Dylan Riley. The Social Foundations of Positivism: The Case of Late Nineteenth Century Italy

Monday, November 30, 2015 - 2:00pm to 3:30pm
Blumer Room - 402 Barrows Hall

Monday, Nov 30, 2-3:30pm in Barrows 402

The Social Foundations of Positivism: The Case of Late Nineteenth Century Italy

What is the connection between positivism, the claim that the social world can be studied like the natural world, and capitalism? The overwhelmingly dominant view common to both positivists themselves, and critical theorists is that positivism is a product of industrial capitalism. In the light of this consensus our paper examines a "case" of positivism that clearly does not fit with these expectations. We show four things: that positivism in Italy was widespread in the late nineteenth century despite the fact that Italy was not a fully developed capitalist society; that positivist centers existed in both backward and advanced parts of the peninsula; that positivist intellectuals tended to have non-industrial class backgrounds; and finally, that many positivists were committed socialists. We explain our evidence by arguing that Italian positivism appealed to the particular social configuration of intellectuals. Positivism in Italy claimed to provide answers to moral and political questions on the basis of empirical study and thus fused technical expertise with teleological claims. This appealed to a traditional intelligentsia comprised of people who combined the roles of scientist, philosopher, and artist. This configuration was destroyed, not strengthened, by the advance of capitalism that broke apart this status group and laid the foundations for a conflict between philosophy and science.
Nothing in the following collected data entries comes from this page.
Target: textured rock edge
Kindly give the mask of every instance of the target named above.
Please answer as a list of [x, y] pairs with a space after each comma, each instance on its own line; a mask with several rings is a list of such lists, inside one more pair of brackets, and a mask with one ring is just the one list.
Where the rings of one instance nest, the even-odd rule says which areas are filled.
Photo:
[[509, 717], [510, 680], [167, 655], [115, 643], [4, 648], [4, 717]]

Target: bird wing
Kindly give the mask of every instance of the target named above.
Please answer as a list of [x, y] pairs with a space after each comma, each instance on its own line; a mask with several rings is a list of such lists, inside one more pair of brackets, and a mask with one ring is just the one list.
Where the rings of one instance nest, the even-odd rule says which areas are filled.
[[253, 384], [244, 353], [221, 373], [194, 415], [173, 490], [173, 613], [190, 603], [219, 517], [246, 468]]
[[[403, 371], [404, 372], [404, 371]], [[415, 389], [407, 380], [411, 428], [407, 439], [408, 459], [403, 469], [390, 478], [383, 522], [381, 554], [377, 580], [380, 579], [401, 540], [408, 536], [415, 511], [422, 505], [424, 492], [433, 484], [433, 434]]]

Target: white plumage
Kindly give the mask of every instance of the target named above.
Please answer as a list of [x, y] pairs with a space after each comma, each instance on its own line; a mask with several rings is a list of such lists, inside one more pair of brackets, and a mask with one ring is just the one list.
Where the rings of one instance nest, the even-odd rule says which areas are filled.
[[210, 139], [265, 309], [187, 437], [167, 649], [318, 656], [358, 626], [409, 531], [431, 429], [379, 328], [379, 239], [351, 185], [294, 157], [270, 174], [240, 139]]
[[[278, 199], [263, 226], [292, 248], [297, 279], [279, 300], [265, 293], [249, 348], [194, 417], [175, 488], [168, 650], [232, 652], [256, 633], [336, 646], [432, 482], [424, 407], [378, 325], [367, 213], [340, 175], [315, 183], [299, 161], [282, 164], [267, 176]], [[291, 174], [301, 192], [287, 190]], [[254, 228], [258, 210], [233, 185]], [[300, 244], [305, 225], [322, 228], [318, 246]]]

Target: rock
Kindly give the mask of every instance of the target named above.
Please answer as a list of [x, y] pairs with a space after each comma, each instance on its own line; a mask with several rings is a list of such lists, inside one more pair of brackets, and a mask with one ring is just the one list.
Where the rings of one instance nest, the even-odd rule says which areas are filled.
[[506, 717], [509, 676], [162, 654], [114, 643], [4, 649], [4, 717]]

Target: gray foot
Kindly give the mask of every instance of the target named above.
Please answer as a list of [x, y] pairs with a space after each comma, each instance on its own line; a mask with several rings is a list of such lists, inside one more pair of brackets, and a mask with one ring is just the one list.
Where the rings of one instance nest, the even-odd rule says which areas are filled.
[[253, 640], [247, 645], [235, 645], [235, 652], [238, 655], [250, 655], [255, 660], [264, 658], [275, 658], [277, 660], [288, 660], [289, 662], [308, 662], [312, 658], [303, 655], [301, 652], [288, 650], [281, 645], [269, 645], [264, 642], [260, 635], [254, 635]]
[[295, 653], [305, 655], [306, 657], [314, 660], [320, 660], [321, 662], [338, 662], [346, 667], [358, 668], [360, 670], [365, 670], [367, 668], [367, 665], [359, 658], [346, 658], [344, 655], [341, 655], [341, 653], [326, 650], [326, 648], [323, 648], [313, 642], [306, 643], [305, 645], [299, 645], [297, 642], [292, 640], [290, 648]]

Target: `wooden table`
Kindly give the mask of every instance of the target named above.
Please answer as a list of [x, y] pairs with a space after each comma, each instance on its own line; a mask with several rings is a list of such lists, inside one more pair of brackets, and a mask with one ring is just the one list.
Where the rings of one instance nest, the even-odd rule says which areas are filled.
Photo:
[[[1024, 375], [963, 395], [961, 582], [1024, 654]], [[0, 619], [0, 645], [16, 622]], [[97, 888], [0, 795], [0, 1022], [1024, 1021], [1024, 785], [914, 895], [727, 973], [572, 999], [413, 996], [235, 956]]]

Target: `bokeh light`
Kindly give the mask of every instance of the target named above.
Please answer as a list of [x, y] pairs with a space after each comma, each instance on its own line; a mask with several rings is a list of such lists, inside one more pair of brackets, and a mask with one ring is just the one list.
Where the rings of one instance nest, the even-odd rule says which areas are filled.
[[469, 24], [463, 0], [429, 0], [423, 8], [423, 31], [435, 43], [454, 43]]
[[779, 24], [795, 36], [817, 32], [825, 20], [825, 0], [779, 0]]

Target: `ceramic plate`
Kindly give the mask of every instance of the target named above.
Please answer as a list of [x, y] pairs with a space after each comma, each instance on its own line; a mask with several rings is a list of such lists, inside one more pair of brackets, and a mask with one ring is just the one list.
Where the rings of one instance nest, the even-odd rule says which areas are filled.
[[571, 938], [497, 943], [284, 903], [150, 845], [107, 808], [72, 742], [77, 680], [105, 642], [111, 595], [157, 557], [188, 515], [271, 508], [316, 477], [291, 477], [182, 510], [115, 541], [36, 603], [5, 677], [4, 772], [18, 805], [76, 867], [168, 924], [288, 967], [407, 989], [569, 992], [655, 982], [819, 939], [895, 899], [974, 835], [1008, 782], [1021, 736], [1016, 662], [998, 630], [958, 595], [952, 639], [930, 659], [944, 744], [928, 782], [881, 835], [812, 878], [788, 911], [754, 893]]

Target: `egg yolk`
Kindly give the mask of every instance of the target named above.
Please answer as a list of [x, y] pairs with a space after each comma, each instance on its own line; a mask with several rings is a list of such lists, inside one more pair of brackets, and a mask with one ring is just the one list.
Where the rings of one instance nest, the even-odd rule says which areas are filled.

Dylan Riley is a comparative and historical sociologist and associate professor of sociology at the University of California, Berkeley. He is the author of several articles and three books including most recently a two volume comparative and historical sociology of censuses co-authored with Rebecca Jean Emigh of UCLA, and Patricia Ahmed of South Dakota State University. The article that forms of the basis of this talk is also co-authored with Rebecca Jean Emigh and Patricia Ahmed.